# 12LW Manual



## j21moss (Apr 27, 2004)

well I know this will sound kinda stupid, but I just got back into 12th scale racing for the 1st time since Snowbirds of 2002. What I'm looking for is a manual for the Associated 12LW Manual. I have one that is in pieces and would like to get it back together to run to have some fun but having a hard time finding one. Any ideas???? I do have a manual for the 12L and 12LC but some things look different on the LW version..please help a brother out!!


----------



## nickcacc (Apr 21, 2004)

j21moss said:


> well I know this will sound kinda stupid, but I just got back into 12th scale racing for the 1st time since Snowbirds of 2002. What I'm looking for is a manual for the Associated 12LW Manual. I have one that is in pieces and would like to get it back together to run to have some fun but having a hard time finding one. Any ideas???? I do have a manual for the 12L and 12LC but some things look different on the LW version..please help a brother out!!

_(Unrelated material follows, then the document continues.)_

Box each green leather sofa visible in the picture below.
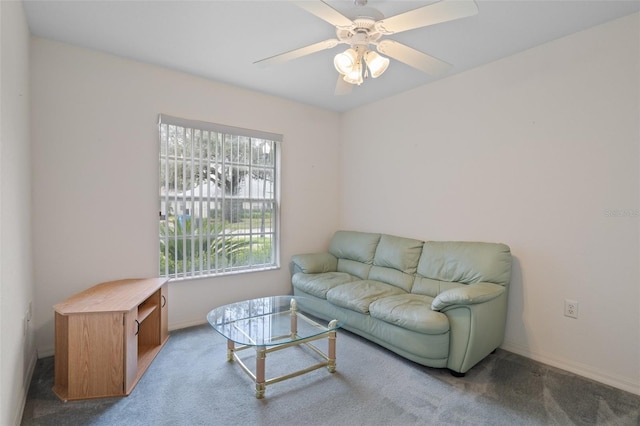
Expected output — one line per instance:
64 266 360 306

It does sound kinda stupid since I'm trying to give you a Carpet Knife!!! But try this site, no LW but every other 12L...

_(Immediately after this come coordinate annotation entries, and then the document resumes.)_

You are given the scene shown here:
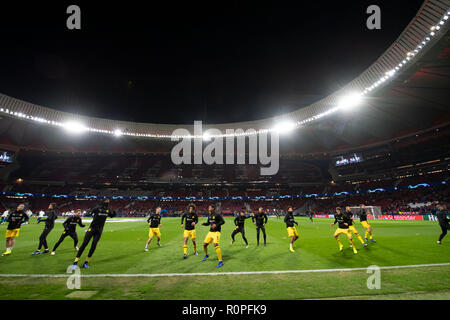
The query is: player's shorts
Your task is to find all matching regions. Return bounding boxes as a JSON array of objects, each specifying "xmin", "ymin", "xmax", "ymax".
[
  {"xmin": 148, "ymin": 228, "xmax": 161, "ymax": 238},
  {"xmin": 348, "ymin": 226, "xmax": 358, "ymax": 233},
  {"xmin": 6, "ymin": 229, "xmax": 20, "ymax": 238},
  {"xmin": 361, "ymin": 221, "xmax": 370, "ymax": 229},
  {"xmin": 287, "ymin": 227, "xmax": 298, "ymax": 237},
  {"xmin": 184, "ymin": 229, "xmax": 195, "ymax": 239},
  {"xmin": 334, "ymin": 228, "xmax": 352, "ymax": 238},
  {"xmin": 203, "ymin": 231, "xmax": 220, "ymax": 244}
]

http://67.199.85.166/resources/resources.php


----------



## j21moss (Apr 27, 2004)

been there and done that homie boy!!! any other ideas???? I said i would take the carpet knife!!! sheez.. just like a woman!!! LOL


----------



## hacker3 (Nov 16, 2006)

Moss I have what you are looking for mint condition RC12LW manual 

Tracey @ Nick's Hobby shop Fort Wayne 
PH#260-483-3939 closed Tuesday and Wednesday. 12:00pm - 9:00pm all others

let me know and you can get a copy of what you need from it


----------



## j21moss (Apr 27, 2004)

k will give ya a call.. if possible faxing info would be great!!! Thanks!!


----------